Research Article

 

Detection of Intestinal Protozoa in Camels and their Breeders in Najef, Iraq

 

Asmaa Ghafer Hussin1, Jenan Mahmood Khalaf1, Haider Mohammed Ali2

1Department of Zoonotic Unit; 2Department of Parasitology, College of Veterinary Medicine, University of Baghdad, Iraq.

Editor | Muhammad Abubakar, National Veterinary Laboratories, Islamabad, Pakistan.

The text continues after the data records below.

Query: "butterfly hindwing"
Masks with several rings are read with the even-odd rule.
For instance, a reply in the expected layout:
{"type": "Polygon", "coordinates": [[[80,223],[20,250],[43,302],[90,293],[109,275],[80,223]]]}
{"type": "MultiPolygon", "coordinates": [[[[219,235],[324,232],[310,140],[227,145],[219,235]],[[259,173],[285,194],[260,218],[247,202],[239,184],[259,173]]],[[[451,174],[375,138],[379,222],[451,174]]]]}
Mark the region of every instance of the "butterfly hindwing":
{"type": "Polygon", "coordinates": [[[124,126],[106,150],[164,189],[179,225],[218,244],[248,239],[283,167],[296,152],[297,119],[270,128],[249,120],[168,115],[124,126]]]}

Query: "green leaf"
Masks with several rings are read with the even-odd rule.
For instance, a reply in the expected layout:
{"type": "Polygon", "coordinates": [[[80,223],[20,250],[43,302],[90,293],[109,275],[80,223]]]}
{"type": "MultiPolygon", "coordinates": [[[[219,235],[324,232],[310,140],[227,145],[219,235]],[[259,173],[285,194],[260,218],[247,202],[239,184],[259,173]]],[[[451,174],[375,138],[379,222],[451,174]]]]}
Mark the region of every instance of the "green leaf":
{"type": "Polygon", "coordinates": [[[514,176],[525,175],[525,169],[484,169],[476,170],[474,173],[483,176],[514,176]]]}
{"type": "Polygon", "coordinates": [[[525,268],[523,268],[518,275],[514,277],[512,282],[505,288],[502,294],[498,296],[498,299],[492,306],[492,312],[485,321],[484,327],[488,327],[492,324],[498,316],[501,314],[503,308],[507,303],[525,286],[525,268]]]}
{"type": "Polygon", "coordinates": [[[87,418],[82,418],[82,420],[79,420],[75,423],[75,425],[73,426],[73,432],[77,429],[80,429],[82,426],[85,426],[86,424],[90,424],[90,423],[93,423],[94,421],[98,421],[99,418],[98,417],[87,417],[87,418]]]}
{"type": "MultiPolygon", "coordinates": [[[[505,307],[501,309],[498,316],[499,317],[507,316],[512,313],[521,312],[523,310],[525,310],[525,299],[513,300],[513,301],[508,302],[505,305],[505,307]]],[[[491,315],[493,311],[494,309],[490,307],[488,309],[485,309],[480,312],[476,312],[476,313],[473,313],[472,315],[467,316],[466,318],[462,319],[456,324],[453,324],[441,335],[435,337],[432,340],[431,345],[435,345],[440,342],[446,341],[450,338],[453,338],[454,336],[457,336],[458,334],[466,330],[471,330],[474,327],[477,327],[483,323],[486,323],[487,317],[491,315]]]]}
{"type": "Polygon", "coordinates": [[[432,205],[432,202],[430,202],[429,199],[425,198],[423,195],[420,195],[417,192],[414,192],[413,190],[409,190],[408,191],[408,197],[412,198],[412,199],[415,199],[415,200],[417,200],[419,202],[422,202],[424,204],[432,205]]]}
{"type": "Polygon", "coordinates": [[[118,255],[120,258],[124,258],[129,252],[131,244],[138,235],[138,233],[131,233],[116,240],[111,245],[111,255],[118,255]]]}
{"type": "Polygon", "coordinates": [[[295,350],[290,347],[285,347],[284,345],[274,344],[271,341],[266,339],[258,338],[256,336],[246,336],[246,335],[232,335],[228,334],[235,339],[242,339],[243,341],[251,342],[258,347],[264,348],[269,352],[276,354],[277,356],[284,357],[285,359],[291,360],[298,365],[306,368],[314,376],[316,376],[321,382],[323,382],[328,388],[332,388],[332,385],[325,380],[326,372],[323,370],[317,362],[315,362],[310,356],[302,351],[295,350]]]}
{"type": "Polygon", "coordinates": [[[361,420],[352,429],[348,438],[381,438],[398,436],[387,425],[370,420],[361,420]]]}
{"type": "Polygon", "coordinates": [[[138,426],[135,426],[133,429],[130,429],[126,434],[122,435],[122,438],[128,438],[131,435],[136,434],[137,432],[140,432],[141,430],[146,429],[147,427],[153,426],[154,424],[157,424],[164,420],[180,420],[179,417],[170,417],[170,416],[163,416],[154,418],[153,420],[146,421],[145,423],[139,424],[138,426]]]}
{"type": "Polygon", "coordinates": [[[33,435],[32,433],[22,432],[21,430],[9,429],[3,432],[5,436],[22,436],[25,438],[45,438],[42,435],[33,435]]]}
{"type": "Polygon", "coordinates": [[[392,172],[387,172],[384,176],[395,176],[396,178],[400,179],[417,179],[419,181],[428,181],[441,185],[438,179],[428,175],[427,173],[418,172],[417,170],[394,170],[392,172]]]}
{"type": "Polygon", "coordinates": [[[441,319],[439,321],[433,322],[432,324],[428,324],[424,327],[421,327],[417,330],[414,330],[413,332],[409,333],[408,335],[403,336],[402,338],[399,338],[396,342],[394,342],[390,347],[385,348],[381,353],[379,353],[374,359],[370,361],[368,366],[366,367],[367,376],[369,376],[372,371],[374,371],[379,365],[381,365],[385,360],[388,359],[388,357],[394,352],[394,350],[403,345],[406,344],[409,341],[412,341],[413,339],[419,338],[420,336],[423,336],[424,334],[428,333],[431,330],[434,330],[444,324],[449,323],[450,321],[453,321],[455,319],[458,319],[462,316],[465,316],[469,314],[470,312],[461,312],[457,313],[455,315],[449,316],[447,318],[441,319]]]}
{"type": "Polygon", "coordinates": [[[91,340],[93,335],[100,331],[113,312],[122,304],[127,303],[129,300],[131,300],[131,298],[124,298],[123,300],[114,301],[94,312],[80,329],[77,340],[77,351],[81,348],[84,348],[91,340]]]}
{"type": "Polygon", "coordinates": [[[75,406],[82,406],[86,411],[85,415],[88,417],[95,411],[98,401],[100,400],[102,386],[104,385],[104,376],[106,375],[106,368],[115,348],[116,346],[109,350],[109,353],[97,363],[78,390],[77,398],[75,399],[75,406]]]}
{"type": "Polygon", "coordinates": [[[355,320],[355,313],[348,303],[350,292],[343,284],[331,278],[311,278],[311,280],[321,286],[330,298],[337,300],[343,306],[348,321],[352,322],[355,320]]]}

Received | June 14, 2015; Revised | July 02, 2015; Accepted | July 03, 2015; Published | July 06, 2015

*Correspondence | Asmaa Ghafer Hussin, University of Baghdad, Iraq; Email: asmaaghafer5@gmail.com

Citation | Hussin AG, Khalaf JM, Ali HM (2015). Detection of intestinal protozoa in camels and their breeders in Najef, Iraq. Res. J. Vet. Pract. 3(3): 53-57.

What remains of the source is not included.